As we look back on a busy 2022 - from launching a new landscape scale project, winning funding and welcoming the UNESCO ambassador, there has been so much to celebrate this year across our Living Coast.
2022 started as it meant to go on – with an innovative partnership conservation project aiming to replace some of the rarest habitat of the Biosphere – coastal vegetated shingle. This forms part of the ongoing restoration project at Black Rock, a site just to the West of Brighton marina. Working with experts at Kew Garden’s Milennium Seed Bank, the project team from Brighton & Hove City Council not only translocated vegetated shingle plants from the original Local Wildlife Site in the area but also propogated new plants from cuttings and seeds gathered from local plants – techniques that are often not successful for vegetated shingle habitat that does not thrive on disturbance. A year in and fortunately the new planting is establishing well. However, it will be several years before the planting project can be considered a success as coastal vegetated shingle habitat takes a long time to truly establish.

Some of the vegetated shingle plants being propagated at the Milennium Seed Bank
 In the Spring we celebrated World Water Day focussing this year on what everyone can do at home to maximise one of the most precious resources here in The Living Coast – our groundwater stores. We are exceptionally lucky to have an aquifer under our local chalk downland, which is the name given to all the groundwater that has filtered through the Downs and is stored in all the cracks, fissures and gravels of our chalk geology. This aquifer is incredibly special as it provides all the drinking water used in the local area. Learn more about how you can enable more groundwater to be soaked up and stored in the aquifer through the way you garden at home.

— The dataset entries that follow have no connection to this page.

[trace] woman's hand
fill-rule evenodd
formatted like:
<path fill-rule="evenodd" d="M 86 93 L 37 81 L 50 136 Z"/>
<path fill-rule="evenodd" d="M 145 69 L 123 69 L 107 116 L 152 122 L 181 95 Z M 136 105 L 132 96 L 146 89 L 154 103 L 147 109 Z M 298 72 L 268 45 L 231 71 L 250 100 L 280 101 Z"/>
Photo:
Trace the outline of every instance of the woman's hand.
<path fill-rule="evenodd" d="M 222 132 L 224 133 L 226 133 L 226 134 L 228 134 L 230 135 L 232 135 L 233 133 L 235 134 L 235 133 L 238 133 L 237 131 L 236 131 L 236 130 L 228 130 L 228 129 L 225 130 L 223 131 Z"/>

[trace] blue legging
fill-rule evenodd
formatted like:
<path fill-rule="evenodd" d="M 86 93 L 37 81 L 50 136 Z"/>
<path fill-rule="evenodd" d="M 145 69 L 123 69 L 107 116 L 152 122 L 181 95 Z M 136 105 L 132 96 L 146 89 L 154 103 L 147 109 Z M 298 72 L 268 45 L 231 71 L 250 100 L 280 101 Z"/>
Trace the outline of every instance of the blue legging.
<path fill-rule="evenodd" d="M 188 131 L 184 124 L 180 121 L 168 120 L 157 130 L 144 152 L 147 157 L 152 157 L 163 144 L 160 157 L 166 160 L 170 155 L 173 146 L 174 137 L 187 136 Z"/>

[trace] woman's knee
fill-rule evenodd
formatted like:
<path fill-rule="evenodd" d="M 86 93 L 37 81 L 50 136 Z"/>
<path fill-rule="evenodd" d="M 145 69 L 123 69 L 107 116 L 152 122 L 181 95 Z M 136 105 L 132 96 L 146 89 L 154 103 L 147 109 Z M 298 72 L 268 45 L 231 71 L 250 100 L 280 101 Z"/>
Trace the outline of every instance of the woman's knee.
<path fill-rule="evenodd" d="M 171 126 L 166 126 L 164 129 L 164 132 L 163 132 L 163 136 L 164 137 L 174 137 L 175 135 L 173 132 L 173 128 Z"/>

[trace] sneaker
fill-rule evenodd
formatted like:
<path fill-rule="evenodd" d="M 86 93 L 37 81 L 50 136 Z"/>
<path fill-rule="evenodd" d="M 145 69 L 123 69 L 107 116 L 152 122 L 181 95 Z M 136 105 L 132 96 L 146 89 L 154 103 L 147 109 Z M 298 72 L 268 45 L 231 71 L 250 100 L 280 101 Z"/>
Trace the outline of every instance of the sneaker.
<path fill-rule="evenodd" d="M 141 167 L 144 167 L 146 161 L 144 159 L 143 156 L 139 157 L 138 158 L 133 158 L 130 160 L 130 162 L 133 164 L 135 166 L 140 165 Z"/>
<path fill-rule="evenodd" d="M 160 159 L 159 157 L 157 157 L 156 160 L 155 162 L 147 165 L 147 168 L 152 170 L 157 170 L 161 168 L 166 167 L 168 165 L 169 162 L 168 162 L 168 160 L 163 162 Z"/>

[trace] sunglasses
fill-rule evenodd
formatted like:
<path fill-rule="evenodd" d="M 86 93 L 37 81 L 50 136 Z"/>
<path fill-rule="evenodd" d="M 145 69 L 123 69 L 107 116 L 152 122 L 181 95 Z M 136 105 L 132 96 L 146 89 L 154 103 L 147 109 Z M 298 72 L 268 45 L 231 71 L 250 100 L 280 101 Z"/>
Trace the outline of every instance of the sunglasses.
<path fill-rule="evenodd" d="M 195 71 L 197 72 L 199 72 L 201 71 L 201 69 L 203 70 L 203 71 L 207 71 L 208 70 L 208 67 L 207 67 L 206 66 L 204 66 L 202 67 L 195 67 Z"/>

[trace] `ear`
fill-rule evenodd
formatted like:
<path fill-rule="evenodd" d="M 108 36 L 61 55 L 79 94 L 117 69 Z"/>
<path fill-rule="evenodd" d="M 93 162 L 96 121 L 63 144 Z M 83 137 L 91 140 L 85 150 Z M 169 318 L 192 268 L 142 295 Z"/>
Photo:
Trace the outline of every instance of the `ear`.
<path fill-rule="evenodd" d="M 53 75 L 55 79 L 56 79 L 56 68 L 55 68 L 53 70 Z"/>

The Aquifer Partnership showed us how to make a rain garden on World Water Day
On a similar but different watery theme, we were also able to celebrate the installation of new water fountains and bottle filling stations across the city of Brighton & Hove. These new fountains will provide easier access to fresh, free and healthy drinking water for all, aiming to reduce the amount of single use plastic drinks bottles being purchased and discarded in the city, as well as providing a healthier choice than sugary, fizzy drinks and fruit juice.

One of the new water fountains and bottle filling stations in Brighton
The Easter weekend also saw us participating in The City Nature Challenge for the 3rd consecutive year, again achieving bigger and better things than we have done before. The aim of this global citizen science biodiversity recording challenge is to encourage as many people as possible to get out and about observing their native flora and fauna and documenting what they find via the iNaturalist app. This year we had an incredible 33% increase in people taking part, which put us at an overall 4th on the UK leaderboard, as well our local participants observing the most amount of species in a weekend of the whole of the UK. Locally we recorded over 1,300 species which is a fantastic achievement and shows the amazing diversity of life we have right on our doorsteps.

Our region’s iconic starlings were just one of the many species recorded during this year’s City Nature Challenge
Spring also saw the start of the Changing Chalk project, a huge partnership project that aims to create a sustainable future for the Downs. Stretching from Southwick to Eastbourne Changing Chalk brings together 18 interconnected projects tackling different challenges on and around the Downs, from conservation to engagement and archaeolgy. Locally, The Living Coast is particularly involved with delivering the projects Greening the Cities – which aims to bring Downland species in to the urban environments of the Biosphere – and Wilding Waterhall – a flagship biodiversity and heritage chalk downland restoration project on the site of a former Council golf course.

Local wildflowers form a key part of our heritage chalk downland habitat
The start of Changing Chalk also saw us welcome our new Education Ranger Jess Mead. Jess brings a fantastic wealth of experience as well as much needed capacity to the team and is leading on all the engagement activities for Wilding Waterhall alongside delivering Greening the Cities.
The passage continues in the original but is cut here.